Der 1. Weltkrieg – einzigartige Sonderausstellung im Burg-Stein-Museum eröffnet
Krieg mit Geduldspiel im Schützengraben
Zwei lohnende Broschüren hat der Verein für Heimatgeschichte zur Ausstellung herausgegeben, die Bruno Weingärtner hier hochhält. Foto: Hannelore Nowacki
NORDHEIM – Die Ausstellung erwies sich schon zur Eröffnung am Kerwesonntag als Besuchermagnet. Vom Leben und Sterben an der Front im 1. Weltkrieg handelt diese einzigartige Sonderausstellung im Burg-Stein-Museum, vom Krieg, der in Nordheim und Biblis viele trauernde Familien hinterließ. Der Alltag in Deutschland, auch in Nordheim war zunehmend vom Krieg bestimmt, davon geben die Ausstellungsstücke Zeugnis.
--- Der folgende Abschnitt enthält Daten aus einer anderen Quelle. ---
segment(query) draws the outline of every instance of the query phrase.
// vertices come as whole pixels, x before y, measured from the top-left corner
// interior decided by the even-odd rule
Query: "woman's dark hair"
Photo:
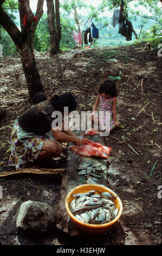
[[[105,79],[100,84],[99,93],[100,94],[105,93],[105,94],[108,94],[111,97],[117,97],[118,93],[115,82],[112,79]]]
[[[76,101],[74,96],[70,93],[66,93],[61,95],[54,94],[50,102],[55,108],[63,112],[64,107],[68,107],[69,113],[74,111],[76,108]]]
[[[38,93],[34,95],[33,101],[34,105],[47,100],[47,97],[43,93]]]

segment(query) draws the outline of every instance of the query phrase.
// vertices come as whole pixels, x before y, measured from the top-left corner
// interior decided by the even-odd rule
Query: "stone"
[[[18,209],[16,227],[23,231],[44,233],[51,231],[55,222],[55,213],[50,205],[29,200],[23,203]]]

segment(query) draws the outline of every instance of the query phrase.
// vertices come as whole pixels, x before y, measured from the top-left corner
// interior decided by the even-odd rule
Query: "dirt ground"
[[[53,57],[36,53],[48,97],[54,92],[73,92],[79,112],[92,111],[103,78],[102,71],[111,67],[121,71],[122,79],[116,81],[117,117],[121,126],[105,140],[105,144],[112,148],[108,160],[108,187],[121,198],[123,212],[116,224],[100,236],[81,234],[71,237],[56,228],[45,237],[32,237],[17,230],[16,211],[22,202],[28,200],[46,202],[56,209],[61,199],[62,175],[22,174],[1,178],[2,245],[103,246],[161,243],[161,57],[158,57],[157,50],[145,51],[144,46],[145,44],[140,43],[116,48],[75,50]],[[1,58],[0,92],[0,104],[6,111],[0,126],[2,173],[14,169],[8,165],[12,125],[17,116],[31,106],[21,59],[17,55]],[[67,144],[64,147],[67,148]],[[66,161],[66,155],[62,154],[53,159],[50,166],[63,168]],[[47,166],[45,162],[44,164]]]

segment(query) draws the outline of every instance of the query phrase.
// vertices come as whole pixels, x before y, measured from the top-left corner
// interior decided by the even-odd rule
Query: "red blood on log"
[[[79,155],[85,156],[96,156],[108,158],[111,148],[103,146],[100,143],[93,142],[87,139],[85,144],[80,146],[74,145],[69,149]]]

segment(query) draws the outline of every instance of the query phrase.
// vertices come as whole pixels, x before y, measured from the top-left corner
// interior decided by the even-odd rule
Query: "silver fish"
[[[89,173],[90,173],[92,170],[93,170],[92,167],[87,167],[86,168],[86,173],[87,173],[87,174],[89,174]]]
[[[90,223],[95,224],[103,224],[102,222],[103,222],[102,221],[100,221],[99,220],[93,220],[90,222]],[[104,222],[104,223],[106,223],[106,222]]]
[[[112,199],[116,198],[112,194],[111,194],[110,193],[106,191],[101,193],[100,194],[101,197],[102,197],[102,198],[105,198],[106,199]]]
[[[95,181],[95,180],[94,180],[93,179],[90,179],[90,178],[88,178],[86,182],[85,182],[86,184],[98,184],[98,182]]]
[[[82,222],[84,222],[83,220],[82,219],[82,218],[80,215],[79,215],[79,214],[77,214],[76,215],[75,215],[75,217],[76,218],[77,218],[77,220],[79,220],[79,221],[82,221]]]
[[[106,203],[107,204],[109,204],[110,206],[114,204],[114,202],[111,200],[105,199],[105,198],[101,199],[100,201]]]
[[[101,206],[102,205],[104,205],[104,203],[99,203],[99,202],[87,202],[86,203],[85,203],[85,204],[84,205],[84,206],[96,206],[96,205],[98,205],[98,206]]]
[[[99,210],[98,220],[101,221],[105,221],[106,220],[106,212],[102,208]]]
[[[94,194],[92,196],[91,196],[91,197],[95,198],[101,198],[101,196],[99,194]]]
[[[92,220],[95,220],[100,209],[101,209],[101,207],[99,207],[99,208],[94,209],[92,211],[92,214],[91,214]]]
[[[83,219],[84,222],[86,222],[86,223],[89,223],[90,222],[90,218],[89,214],[87,213],[83,212],[80,215],[80,216]]]
[[[110,221],[111,221],[112,220],[112,217],[109,212],[107,212],[106,215],[106,221],[107,222],[109,222]]]
[[[97,166],[96,167],[95,167],[95,170],[96,170],[102,171],[102,170],[105,170],[106,169],[107,169],[107,168],[105,166]]]
[[[86,173],[86,170],[81,170],[78,173],[78,175],[85,175]]]
[[[77,208],[79,208],[80,207],[82,204],[83,204],[83,202],[86,200],[86,196],[83,196],[82,197],[80,197],[78,198],[75,198],[76,199],[76,203],[75,203],[75,206]]]
[[[115,210],[115,209],[116,209],[116,208],[115,208],[115,205],[114,204],[111,206],[111,208],[109,210],[109,213],[110,213],[111,215],[112,215],[113,214],[113,212],[114,211],[114,210]]]
[[[96,168],[96,167],[98,167],[99,166],[101,166],[102,164],[101,163],[95,163],[94,164],[93,164],[92,167],[94,168]]]
[[[96,205],[96,206],[87,205],[86,206],[82,207],[81,208],[80,208],[80,209],[75,209],[74,210],[72,210],[71,212],[74,215],[75,215],[76,214],[82,214],[83,212],[85,212],[85,211],[89,211],[90,210],[98,208],[99,208],[99,205]]]
[[[94,177],[92,177],[91,176],[89,176],[89,176],[88,176],[88,179],[90,179],[90,180],[93,180],[94,181],[96,182],[99,181],[98,179],[96,179],[96,178],[94,178]]]
[[[88,166],[90,166],[91,165],[90,163],[83,163],[80,164],[80,166],[78,166],[77,170],[83,170],[85,169],[86,169],[86,168],[88,167]]]
[[[99,172],[99,170],[96,170],[95,169],[93,169],[91,173],[95,173],[97,175],[101,175],[101,172]]]

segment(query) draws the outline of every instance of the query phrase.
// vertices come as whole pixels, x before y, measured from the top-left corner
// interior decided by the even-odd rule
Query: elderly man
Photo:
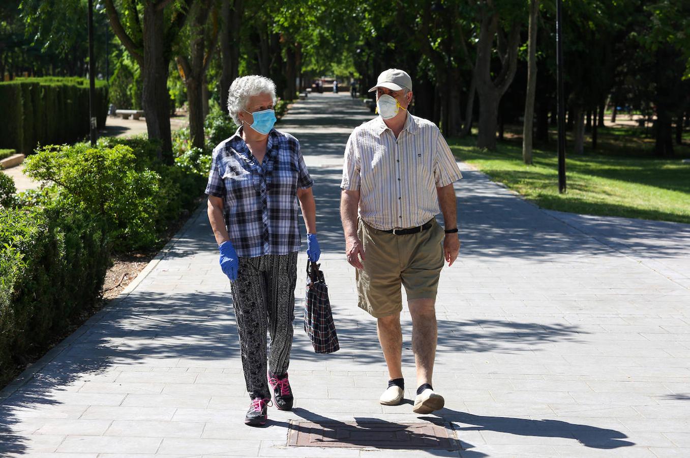
[[[356,128],[345,147],[340,185],[345,252],[356,268],[358,305],[377,319],[390,376],[380,403],[397,405],[403,398],[402,284],[417,367],[413,411],[430,413],[444,403],[431,386],[434,305],[444,258],[450,267],[460,251],[453,183],[462,175],[436,125],[408,113],[413,95],[406,73],[386,70],[373,90],[379,116]],[[445,228],[435,218],[439,204]]]

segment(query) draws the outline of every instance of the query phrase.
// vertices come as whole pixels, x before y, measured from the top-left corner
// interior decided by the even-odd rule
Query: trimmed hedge
[[[88,80],[17,78],[0,83],[0,148],[31,154],[39,144],[73,143],[88,135]],[[97,82],[95,111],[106,125],[108,86]]]
[[[0,159],[9,158],[13,154],[17,154],[17,151],[13,149],[0,149]]]
[[[0,208],[0,385],[92,305],[110,263],[102,222],[53,207]]]

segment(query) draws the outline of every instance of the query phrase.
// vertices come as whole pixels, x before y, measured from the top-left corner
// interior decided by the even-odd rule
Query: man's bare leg
[[[412,352],[417,366],[417,386],[431,384],[433,363],[436,357],[436,309],[434,299],[408,301],[412,315]]]
[[[378,318],[376,329],[384,351],[388,376],[391,380],[402,378],[402,331],[400,312]]]

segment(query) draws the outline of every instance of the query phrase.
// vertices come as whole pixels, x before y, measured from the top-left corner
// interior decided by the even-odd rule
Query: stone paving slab
[[[290,380],[295,408],[242,424],[248,406],[230,287],[204,209],[119,300],[0,395],[0,455],[32,457],[690,456],[687,225],[541,210],[461,164],[462,247],[443,270],[437,414],[377,403],[387,374],[356,306],[338,212],[342,153],[370,119],[348,95],[310,95],[279,128],[315,178],[322,265],[341,350],[302,330],[299,257]],[[462,450],[288,447],[290,422],[451,422]],[[308,449],[308,450],[307,450]]]

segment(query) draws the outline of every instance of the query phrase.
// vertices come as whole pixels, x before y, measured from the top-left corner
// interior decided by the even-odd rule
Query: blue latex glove
[[[233,243],[230,240],[223,242],[218,247],[218,249],[220,251],[220,268],[230,278],[230,281],[235,281],[237,278],[237,265],[239,264],[239,260],[237,258],[237,254]]]
[[[312,263],[319,260],[321,256],[321,248],[319,247],[315,233],[306,234],[306,256]]]

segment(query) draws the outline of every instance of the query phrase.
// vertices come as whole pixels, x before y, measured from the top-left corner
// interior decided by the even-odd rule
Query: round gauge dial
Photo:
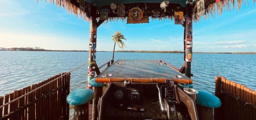
[[[124,97],[124,94],[122,90],[117,90],[114,92],[114,96],[116,99],[122,99]]]

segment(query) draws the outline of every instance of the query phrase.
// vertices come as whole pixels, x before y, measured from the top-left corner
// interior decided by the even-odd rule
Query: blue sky
[[[47,0],[48,1],[48,0]],[[194,52],[256,52],[256,5],[224,11],[193,25]],[[0,1],[0,47],[88,50],[89,23],[45,0]],[[124,50],[183,50],[183,28],[173,21],[127,24],[108,22],[98,30],[97,50],[111,51],[111,35],[121,31]],[[120,50],[119,48],[117,49]]]

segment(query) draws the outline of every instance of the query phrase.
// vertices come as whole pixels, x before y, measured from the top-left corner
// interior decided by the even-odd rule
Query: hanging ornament
[[[115,10],[116,10],[117,6],[114,3],[110,4],[110,8],[113,10],[113,12],[115,12]]]
[[[80,8],[80,9],[82,10],[83,11],[85,11],[85,6],[86,6],[85,2],[84,0],[79,0],[79,8]]]
[[[152,18],[161,18],[165,17],[165,11],[164,10],[152,10]]]
[[[129,18],[134,22],[140,20],[143,16],[142,10],[139,8],[133,8],[129,11]]]
[[[204,14],[205,12],[204,0],[199,0],[197,2],[197,16],[200,16]]]
[[[174,12],[174,24],[183,24],[183,12]]]
[[[125,6],[122,4],[118,5],[117,7],[117,16],[119,17],[125,16]]]
[[[169,1],[165,0],[160,4],[160,8],[163,9],[165,9],[165,12],[166,12],[166,8],[169,6]]]
[[[108,14],[108,9],[102,9],[100,10],[100,20],[107,20]]]

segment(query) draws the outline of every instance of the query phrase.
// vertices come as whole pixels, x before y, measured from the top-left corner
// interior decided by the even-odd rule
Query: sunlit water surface
[[[97,64],[112,56],[111,52],[97,52]],[[183,57],[183,54],[116,52],[115,60],[161,59],[180,68]],[[213,93],[215,76],[219,75],[256,90],[255,60],[254,54],[194,54],[191,73],[194,88]],[[88,52],[0,51],[0,96],[68,71],[87,60]],[[87,67],[71,73],[71,91],[86,87]]]

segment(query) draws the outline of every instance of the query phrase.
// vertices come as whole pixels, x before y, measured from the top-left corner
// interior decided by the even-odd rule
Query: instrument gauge
[[[120,90],[117,90],[114,93],[114,96],[116,99],[121,100],[124,98],[124,92]]]

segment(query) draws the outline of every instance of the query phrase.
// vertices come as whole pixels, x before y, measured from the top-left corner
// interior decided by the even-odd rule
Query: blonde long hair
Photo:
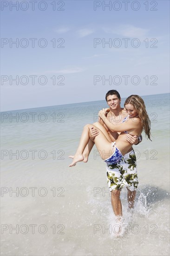
[[[125,101],[124,106],[127,104],[131,104],[137,113],[139,118],[141,120],[143,127],[148,139],[150,140],[150,121],[147,113],[144,100],[138,95],[131,95]]]

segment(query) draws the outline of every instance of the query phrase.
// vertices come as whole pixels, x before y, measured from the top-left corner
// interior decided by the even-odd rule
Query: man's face
[[[109,95],[107,97],[107,102],[111,109],[113,110],[120,108],[121,99],[118,98],[116,95]]]

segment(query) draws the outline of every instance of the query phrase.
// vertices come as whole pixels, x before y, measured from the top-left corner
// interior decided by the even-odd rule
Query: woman
[[[111,141],[107,131],[99,123],[86,125],[84,128],[78,148],[69,167],[75,165],[78,162],[84,161],[83,151],[89,141],[90,129],[92,128],[99,130],[100,132],[93,139],[91,139],[96,144],[98,150],[101,152],[100,156],[108,166],[121,161],[131,148],[131,145],[125,139],[126,133],[139,136],[144,130],[148,139],[151,140],[150,121],[143,100],[138,95],[131,95],[126,99],[124,107],[128,116],[122,123],[117,125],[111,123],[105,118],[104,109],[99,113],[100,117],[111,131],[121,132],[116,141]],[[109,157],[105,159],[105,155]]]

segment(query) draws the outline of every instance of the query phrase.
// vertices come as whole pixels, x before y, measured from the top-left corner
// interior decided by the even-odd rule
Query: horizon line
[[[170,94],[170,93],[163,93],[163,94],[147,94],[147,95],[142,95],[141,96],[141,97],[143,97],[143,96],[151,96],[151,95],[161,95],[161,94]],[[124,99],[124,98],[126,98],[125,97],[123,97],[123,98],[121,98],[121,99]],[[44,107],[36,107],[36,108],[21,108],[21,109],[14,109],[13,110],[4,110],[4,111],[0,111],[0,113],[3,113],[3,112],[9,112],[9,111],[17,111],[18,110],[27,110],[28,109],[35,109],[35,108],[50,108],[50,107],[56,107],[56,106],[66,106],[67,105],[73,105],[73,104],[80,104],[80,103],[88,103],[88,102],[97,102],[97,101],[105,101],[105,100],[99,100],[98,101],[84,101],[84,102],[76,102],[76,103],[68,103],[68,104],[59,104],[59,105],[52,105],[52,106],[45,106]]]

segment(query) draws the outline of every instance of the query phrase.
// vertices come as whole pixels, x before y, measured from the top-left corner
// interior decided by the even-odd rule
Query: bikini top
[[[128,118],[128,117],[129,117],[129,115],[128,115],[126,117],[125,117],[124,118],[124,119],[122,121],[122,122],[124,123],[124,122]],[[125,131],[124,132],[124,133],[128,133],[128,132],[127,131]],[[139,137],[138,137],[138,139],[139,140],[139,142],[141,142],[142,141],[142,137],[141,137],[141,135],[140,135],[139,136]]]
[[[128,115],[126,117],[124,117],[124,119],[123,120],[122,122],[124,123],[125,121],[129,117],[129,115]],[[128,132],[127,131],[125,131],[124,132],[124,133],[128,133]]]

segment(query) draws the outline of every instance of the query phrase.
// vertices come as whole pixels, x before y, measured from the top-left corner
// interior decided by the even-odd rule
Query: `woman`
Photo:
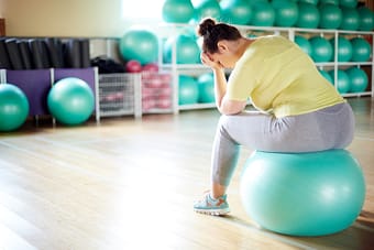
[[[202,20],[197,33],[202,36],[201,62],[215,75],[222,116],[212,149],[211,189],[195,203],[196,211],[230,211],[226,192],[241,145],[296,153],[351,143],[351,107],[295,43],[279,35],[248,39],[212,19]],[[228,80],[224,68],[232,68]],[[249,99],[258,111],[244,111]]]

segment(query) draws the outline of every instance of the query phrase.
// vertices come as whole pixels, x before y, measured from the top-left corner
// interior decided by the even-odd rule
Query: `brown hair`
[[[216,22],[216,20],[204,19],[197,26],[197,34],[202,36],[202,51],[209,53],[218,52],[217,43],[221,40],[235,41],[242,37],[235,26]]]

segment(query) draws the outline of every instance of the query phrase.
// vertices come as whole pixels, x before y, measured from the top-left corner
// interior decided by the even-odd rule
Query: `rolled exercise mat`
[[[21,53],[19,46],[16,44],[16,39],[7,39],[6,40],[6,47],[10,58],[10,64],[12,69],[23,69]]]

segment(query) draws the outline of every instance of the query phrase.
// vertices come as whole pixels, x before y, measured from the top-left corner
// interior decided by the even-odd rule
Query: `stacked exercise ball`
[[[19,87],[0,84],[0,131],[20,128],[29,116],[29,100]]]
[[[66,77],[56,81],[51,88],[47,107],[57,121],[68,126],[79,124],[94,111],[94,93],[82,79]]]
[[[240,194],[249,217],[265,229],[324,236],[355,221],[365,200],[365,180],[345,150],[257,151],[245,163]]]

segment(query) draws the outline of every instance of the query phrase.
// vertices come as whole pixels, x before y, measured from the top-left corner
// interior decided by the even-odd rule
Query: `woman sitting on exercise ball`
[[[354,133],[350,105],[297,44],[280,36],[248,39],[232,25],[205,19],[201,62],[215,75],[221,112],[212,149],[211,186],[195,211],[230,211],[227,188],[240,146],[267,152],[312,152],[348,146]],[[232,68],[227,80],[224,68]],[[257,111],[244,111],[248,100]]]

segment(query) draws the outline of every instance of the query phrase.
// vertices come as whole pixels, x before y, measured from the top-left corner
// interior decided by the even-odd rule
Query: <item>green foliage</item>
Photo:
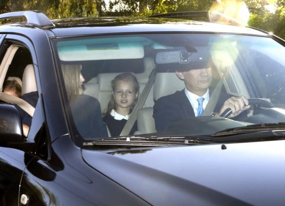
[[[0,0],[0,12],[37,10],[50,18],[94,16],[146,16],[175,11],[209,10],[216,0]],[[285,38],[285,0],[244,0],[250,26]],[[267,9],[274,5],[276,10]]]

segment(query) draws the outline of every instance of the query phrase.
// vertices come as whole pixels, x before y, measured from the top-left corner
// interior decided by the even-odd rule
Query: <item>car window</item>
[[[135,111],[136,121],[132,125],[128,135],[209,135],[223,129],[258,121],[275,123],[285,120],[285,116],[282,115],[276,119],[267,118],[266,115],[272,117],[275,114],[267,110],[265,115],[263,113],[264,110],[260,108],[264,106],[255,105],[233,117],[230,121],[224,117],[213,117],[220,111],[228,98],[232,97],[262,99],[279,108],[284,107],[285,85],[282,80],[285,74],[285,60],[282,54],[284,47],[271,37],[222,33],[163,33],[63,38],[53,40],[53,43],[58,68],[62,76],[62,87],[65,88],[63,92],[66,111],[73,123],[71,129],[85,139],[107,137],[105,132],[95,129],[94,125],[98,124],[103,127],[107,125],[108,136],[120,135],[117,131],[114,133],[116,135],[112,135],[110,130],[121,131],[130,114],[119,113],[117,108],[123,107],[120,106],[119,103],[112,106],[116,98],[115,90],[112,87],[112,80],[120,74],[130,73],[137,80],[139,86],[137,94],[140,97],[154,68],[156,71],[154,83],[147,93],[147,100]],[[71,66],[68,69],[69,66],[66,67],[66,65]],[[86,98],[90,99],[86,101],[95,104],[94,106],[86,106],[86,103],[79,106],[87,110],[86,112],[72,113],[74,106],[71,105],[73,103],[68,98],[70,94],[66,87],[68,80],[64,77],[62,70],[67,68],[71,71],[75,69],[72,68],[74,67],[78,67],[80,72],[75,75],[77,77],[74,79],[73,89],[78,90],[82,83],[83,90],[82,94],[75,92],[75,96],[87,96]],[[187,103],[191,97],[187,96],[184,91],[189,83],[186,82],[183,74],[189,71],[189,68],[191,70],[211,68],[209,99],[219,82],[223,82],[218,94],[223,95],[224,99],[221,102],[218,101],[216,107],[207,117],[195,116],[196,112],[193,110],[199,106],[198,103]],[[179,76],[179,73],[182,76]],[[84,82],[80,82],[80,74]],[[176,91],[179,92],[174,95]],[[134,100],[131,111],[139,98],[135,97]],[[184,108],[186,104],[189,106]],[[190,113],[185,114],[191,106]],[[108,117],[108,123],[104,121],[106,115],[112,117]],[[92,123],[94,119],[99,121]],[[202,119],[207,121],[201,124]],[[160,125],[165,127],[162,130],[158,129]],[[80,130],[88,130],[90,133],[84,134]]]

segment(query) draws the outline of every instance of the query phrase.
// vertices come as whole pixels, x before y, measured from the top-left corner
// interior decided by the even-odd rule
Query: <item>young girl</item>
[[[119,136],[139,96],[139,86],[136,78],[130,73],[119,74],[111,82],[112,95],[103,121],[112,136]],[[136,122],[130,135],[137,130]]]

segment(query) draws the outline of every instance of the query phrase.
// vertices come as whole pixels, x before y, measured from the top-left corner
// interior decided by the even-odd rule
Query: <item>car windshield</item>
[[[285,122],[285,50],[271,37],[172,33],[53,41],[70,131],[85,140],[210,136]],[[195,100],[201,96],[202,108]],[[228,98],[241,96],[250,108],[220,113]]]

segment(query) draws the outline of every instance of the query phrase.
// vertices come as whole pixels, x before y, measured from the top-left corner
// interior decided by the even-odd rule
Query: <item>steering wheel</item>
[[[274,107],[274,104],[272,103],[267,101],[263,99],[260,98],[249,98],[248,100],[248,104],[255,104],[257,105],[259,107],[261,106],[266,108],[272,108]],[[228,118],[230,114],[231,114],[231,109],[229,108],[227,108],[223,112],[220,116],[224,118]]]

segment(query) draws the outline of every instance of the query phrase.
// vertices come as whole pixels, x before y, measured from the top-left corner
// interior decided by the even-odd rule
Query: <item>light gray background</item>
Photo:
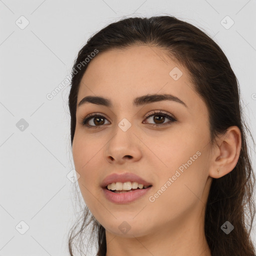
[[[68,255],[66,234],[75,220],[74,184],[66,176],[74,168],[70,88],[52,100],[46,96],[70,74],[90,36],[123,16],[166,14],[204,30],[237,76],[255,138],[256,11],[255,0],[0,0],[0,256]],[[227,16],[234,22],[228,29]],[[22,221],[29,226],[24,234]]]

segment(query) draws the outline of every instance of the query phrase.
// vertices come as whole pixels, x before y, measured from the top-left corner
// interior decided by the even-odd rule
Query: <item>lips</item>
[[[143,184],[144,186],[152,186],[152,184],[138,175],[132,172],[124,174],[112,174],[107,176],[100,184],[100,186],[105,188],[110,184],[116,182],[136,182],[138,184]]]

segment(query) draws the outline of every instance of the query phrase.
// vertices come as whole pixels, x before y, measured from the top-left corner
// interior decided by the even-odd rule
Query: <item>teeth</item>
[[[132,189],[136,190],[138,188],[140,189],[142,189],[143,188],[146,188],[148,186],[144,186],[143,184],[138,184],[136,182],[116,182],[108,184],[108,189],[112,190],[128,190]]]

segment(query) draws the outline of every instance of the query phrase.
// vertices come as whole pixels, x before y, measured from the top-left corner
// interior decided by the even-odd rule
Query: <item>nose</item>
[[[142,143],[134,132],[132,126],[124,132],[117,126],[114,135],[105,148],[104,158],[107,162],[122,164],[126,162],[136,162],[141,158]]]

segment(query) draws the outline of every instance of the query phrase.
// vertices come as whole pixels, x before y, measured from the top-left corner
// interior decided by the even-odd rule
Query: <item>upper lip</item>
[[[139,184],[143,184],[144,186],[152,185],[150,183],[146,182],[144,179],[138,175],[132,172],[126,172],[124,174],[112,174],[107,176],[102,182],[100,186],[104,188],[108,184],[116,182],[136,182]]]

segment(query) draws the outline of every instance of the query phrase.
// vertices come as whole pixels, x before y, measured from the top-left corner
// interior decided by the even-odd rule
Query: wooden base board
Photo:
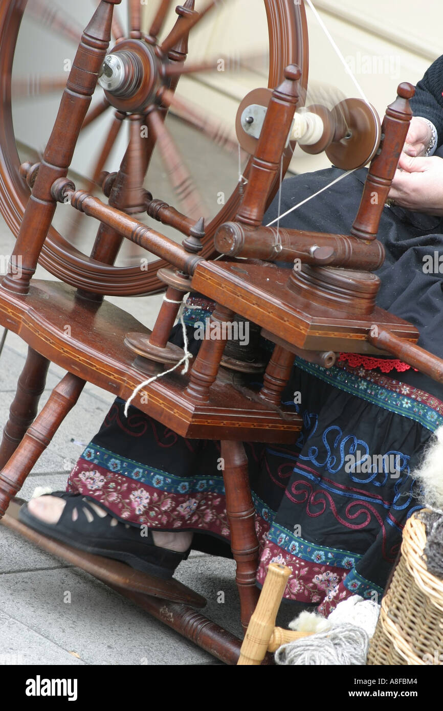
[[[51,362],[123,400],[149,377],[134,365],[124,338],[128,332],[150,331],[108,301],[79,299],[67,284],[33,279],[26,296],[0,287],[0,324]],[[176,370],[141,390],[132,404],[183,437],[269,444],[296,441],[302,424],[296,414],[290,419],[282,417],[266,402],[252,402],[219,382],[207,403],[195,402],[184,392],[188,382],[188,374]]]
[[[274,264],[201,262],[192,287],[299,348],[385,355],[368,341],[374,324],[417,343],[415,326],[378,306],[368,316],[343,316],[296,296],[286,287],[288,273]]]

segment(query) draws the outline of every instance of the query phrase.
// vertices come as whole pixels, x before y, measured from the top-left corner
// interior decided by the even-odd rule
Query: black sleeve
[[[414,116],[432,121],[438,134],[437,146],[443,144],[443,55],[436,59],[415,87],[411,99]]]

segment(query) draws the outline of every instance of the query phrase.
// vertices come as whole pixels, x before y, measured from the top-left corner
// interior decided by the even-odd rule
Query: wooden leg
[[[75,405],[85,385],[78,375],[67,373],[54,387],[49,400],[28,429],[21,442],[0,473],[0,518],[38,457],[46,449],[63,419]]]
[[[247,629],[259,598],[255,585],[258,541],[255,509],[249,486],[247,459],[242,442],[222,440],[226,513],[231,533],[231,548],[237,563],[235,582],[240,595],[241,621]]]
[[[28,348],[28,358],[18,378],[17,392],[9,410],[0,447],[0,470],[14,454],[28,427],[33,422],[45,389],[49,360]]]

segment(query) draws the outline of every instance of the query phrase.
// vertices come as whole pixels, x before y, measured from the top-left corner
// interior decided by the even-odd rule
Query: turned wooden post
[[[386,109],[380,147],[369,166],[358,212],[351,229],[351,235],[362,240],[375,240],[377,237],[383,207],[412,117],[409,100],[414,96],[415,89],[405,82],[399,85],[397,91],[397,99]]]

Persönliche Briefe und Postkarten sind zu sehen, Notgeld und Spiele. Soldaten und die Daheimgebliebenen konnten sich mit dem „Geduldspiel im Schützengraben“ oder dem „Belagerungsspiel“ verweilen. Leihgaben aus dem Besitz Nordheimer und Bibliser Bürger haben diese Ausstellung ermöglicht.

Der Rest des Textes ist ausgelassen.